Keywords: Machine learning, CT, Thymoma

Subject terms: Cancer, Oncology

Introduction

Thymoma, a rare neoplasm of thymic epithelial origin, is the predominant malignancy of the anterior mediastinum1, accounting for approximately 47% of all neoplasms in this region2,3; in Asia, its prevalence is approximately 0.49 per 100,000 person-year4,5. Notably, thymoma is associated with paraneoplastic syndromes6, particularly myasthenia gravis. In 2015, the World Health Organization (WHO) introduced a new classification system for thymic epithelial tumours, which includes six categories: types A, AB, B1, B2 and B3 and thymic carcinoma7. Based on the biological behaviour of the tumour, the categories can be simplified into low-risk thymoma (types A, AB, and B1) and high-risk thymoma (types B2 and B3)8.

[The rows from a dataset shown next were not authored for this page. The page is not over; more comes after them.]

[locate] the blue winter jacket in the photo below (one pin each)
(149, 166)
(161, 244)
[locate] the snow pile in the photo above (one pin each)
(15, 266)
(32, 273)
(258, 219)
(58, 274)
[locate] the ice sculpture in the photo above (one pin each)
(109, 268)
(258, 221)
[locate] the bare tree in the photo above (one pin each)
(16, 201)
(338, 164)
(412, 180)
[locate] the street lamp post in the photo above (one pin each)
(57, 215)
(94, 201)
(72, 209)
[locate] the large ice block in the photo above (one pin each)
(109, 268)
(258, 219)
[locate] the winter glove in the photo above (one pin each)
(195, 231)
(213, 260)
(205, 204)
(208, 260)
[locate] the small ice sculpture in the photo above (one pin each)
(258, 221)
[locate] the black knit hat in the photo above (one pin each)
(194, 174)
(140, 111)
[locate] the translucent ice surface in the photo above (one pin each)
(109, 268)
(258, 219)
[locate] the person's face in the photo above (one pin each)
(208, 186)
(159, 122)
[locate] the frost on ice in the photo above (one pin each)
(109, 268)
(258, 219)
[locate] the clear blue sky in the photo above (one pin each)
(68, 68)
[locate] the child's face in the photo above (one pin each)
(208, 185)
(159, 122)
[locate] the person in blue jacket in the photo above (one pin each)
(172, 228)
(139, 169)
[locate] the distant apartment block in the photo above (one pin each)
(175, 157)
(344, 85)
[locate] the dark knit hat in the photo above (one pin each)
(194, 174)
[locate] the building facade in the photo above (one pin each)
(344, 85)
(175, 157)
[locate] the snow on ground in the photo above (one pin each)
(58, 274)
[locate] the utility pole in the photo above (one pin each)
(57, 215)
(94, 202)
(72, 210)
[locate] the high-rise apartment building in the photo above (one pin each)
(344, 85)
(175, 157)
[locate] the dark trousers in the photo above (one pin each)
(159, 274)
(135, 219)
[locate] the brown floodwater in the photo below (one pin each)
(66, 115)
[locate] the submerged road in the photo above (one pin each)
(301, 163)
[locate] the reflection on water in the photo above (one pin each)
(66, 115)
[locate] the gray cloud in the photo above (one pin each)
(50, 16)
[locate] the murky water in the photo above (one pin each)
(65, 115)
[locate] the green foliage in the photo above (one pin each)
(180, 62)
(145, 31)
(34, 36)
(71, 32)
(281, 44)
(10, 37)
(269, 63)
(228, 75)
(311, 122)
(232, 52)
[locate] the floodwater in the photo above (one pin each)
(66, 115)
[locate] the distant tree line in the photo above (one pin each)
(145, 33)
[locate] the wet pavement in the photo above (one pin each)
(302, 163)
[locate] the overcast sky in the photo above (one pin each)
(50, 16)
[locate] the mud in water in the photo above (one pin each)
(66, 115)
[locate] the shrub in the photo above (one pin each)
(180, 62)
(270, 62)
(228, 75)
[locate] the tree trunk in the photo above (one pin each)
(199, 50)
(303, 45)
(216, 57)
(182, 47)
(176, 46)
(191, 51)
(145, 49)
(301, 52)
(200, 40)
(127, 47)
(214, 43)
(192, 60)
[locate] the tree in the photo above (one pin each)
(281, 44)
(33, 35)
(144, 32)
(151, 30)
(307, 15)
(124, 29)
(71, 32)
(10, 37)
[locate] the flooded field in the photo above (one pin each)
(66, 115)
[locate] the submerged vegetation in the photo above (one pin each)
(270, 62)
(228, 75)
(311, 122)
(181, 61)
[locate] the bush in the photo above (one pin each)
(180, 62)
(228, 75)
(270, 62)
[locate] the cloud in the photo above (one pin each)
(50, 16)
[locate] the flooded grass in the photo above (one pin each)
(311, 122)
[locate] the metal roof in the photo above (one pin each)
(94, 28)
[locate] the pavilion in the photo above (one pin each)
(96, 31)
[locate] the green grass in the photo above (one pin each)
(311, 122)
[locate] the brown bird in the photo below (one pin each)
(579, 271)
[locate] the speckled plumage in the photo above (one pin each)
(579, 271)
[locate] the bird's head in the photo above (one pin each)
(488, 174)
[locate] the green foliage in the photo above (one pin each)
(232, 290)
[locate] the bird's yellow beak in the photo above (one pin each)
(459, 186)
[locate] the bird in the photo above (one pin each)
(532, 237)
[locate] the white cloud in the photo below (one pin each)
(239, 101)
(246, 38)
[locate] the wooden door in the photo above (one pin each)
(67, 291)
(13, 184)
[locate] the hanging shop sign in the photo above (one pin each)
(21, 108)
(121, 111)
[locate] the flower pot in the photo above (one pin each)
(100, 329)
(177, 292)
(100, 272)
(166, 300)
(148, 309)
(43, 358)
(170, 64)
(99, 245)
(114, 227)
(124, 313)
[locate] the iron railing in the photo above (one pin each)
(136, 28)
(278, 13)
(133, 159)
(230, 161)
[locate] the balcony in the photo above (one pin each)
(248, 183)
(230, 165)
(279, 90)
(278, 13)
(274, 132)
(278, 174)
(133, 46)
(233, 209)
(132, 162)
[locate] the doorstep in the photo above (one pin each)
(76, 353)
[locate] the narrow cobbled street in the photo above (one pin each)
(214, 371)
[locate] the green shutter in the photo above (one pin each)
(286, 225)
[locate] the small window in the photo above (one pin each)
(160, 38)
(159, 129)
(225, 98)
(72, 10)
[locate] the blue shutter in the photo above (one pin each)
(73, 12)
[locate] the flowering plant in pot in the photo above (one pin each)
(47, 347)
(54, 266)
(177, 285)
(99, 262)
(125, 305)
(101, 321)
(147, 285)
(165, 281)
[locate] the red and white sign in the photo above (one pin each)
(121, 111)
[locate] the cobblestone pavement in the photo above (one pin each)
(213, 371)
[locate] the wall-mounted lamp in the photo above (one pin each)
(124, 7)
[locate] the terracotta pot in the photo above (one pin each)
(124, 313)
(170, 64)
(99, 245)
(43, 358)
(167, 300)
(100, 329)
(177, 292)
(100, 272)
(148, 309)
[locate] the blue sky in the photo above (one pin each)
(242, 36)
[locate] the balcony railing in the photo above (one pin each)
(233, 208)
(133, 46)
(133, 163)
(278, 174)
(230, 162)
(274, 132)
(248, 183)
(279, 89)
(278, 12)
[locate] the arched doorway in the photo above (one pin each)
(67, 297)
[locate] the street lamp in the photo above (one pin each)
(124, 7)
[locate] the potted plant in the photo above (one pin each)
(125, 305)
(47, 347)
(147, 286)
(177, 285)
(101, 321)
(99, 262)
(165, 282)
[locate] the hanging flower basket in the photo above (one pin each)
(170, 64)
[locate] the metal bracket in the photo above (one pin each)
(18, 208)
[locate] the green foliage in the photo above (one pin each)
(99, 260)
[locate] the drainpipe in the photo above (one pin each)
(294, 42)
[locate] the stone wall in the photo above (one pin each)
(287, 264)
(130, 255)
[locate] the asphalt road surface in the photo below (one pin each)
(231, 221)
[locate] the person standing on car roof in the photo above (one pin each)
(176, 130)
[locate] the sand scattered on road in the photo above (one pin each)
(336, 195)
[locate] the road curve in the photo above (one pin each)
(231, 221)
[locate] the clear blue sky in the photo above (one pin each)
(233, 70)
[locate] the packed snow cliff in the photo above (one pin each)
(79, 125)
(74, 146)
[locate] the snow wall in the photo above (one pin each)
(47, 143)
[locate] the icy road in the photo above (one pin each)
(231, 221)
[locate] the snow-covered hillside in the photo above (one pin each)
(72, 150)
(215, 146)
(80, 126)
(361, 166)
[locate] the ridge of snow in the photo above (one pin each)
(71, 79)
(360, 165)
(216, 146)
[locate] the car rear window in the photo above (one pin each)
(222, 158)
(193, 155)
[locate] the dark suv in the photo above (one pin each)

Surgery is the primary treatment for thymoma, with complete resection resulting in the best survival rates9,10. Patients with low-risk thymoma typically do not require adjuvant therapy, whereas those in the high-risk group may require multimodal therapy11. Early and accurate diagnosis and differentiation between the risk groups are therefore crucial. However, tissue biopsy is limited by the spatiotemporal heterogeneity of the tumour and the risks associated with deep and transpleural biopsy. Computed tomography (CT) is a noninvasive imaging modality with wide applicability12. Radiomics enables the noninvasive quantification of tumour heterogeneity and identification of malignant characteristics13.

In recent years, numerous studies have focused on the use of radiomics for predicting the risk category of thymomas14. These studies include that by Tian et al.15, who investigated the performance of radiomic-based CT phenomics in predicting the pathological stage and survival outcomes of thymic epithelial tumour patients, achieving integrated areas under the curve (AUCs) of 0.935 and 0.811. Xiao et al.16 developed a comprehensive radiomic diagnostic model using multivariate logistic regression analysis that incorporates clinical and conventional MR imaging characteristics, apparent diffusion coefficient (ADC) values, and radiomic features and demonstrated excellent performance in distinguishing low- from high-risk thymoma patients. Feng et al.17 utilized 14 machine learning models with different feature selection strategies to establish a three-class model based on radiomic features, predicting simplified risk categories of thymic epithelial tumours (TETs). MM et al.14 trained a support vector machine (SVM)-based classification model to differentiate between thymomas and thymic carcinomas. Integration of traditional and radiomic features in the model achieved the highest diagnostic performance18.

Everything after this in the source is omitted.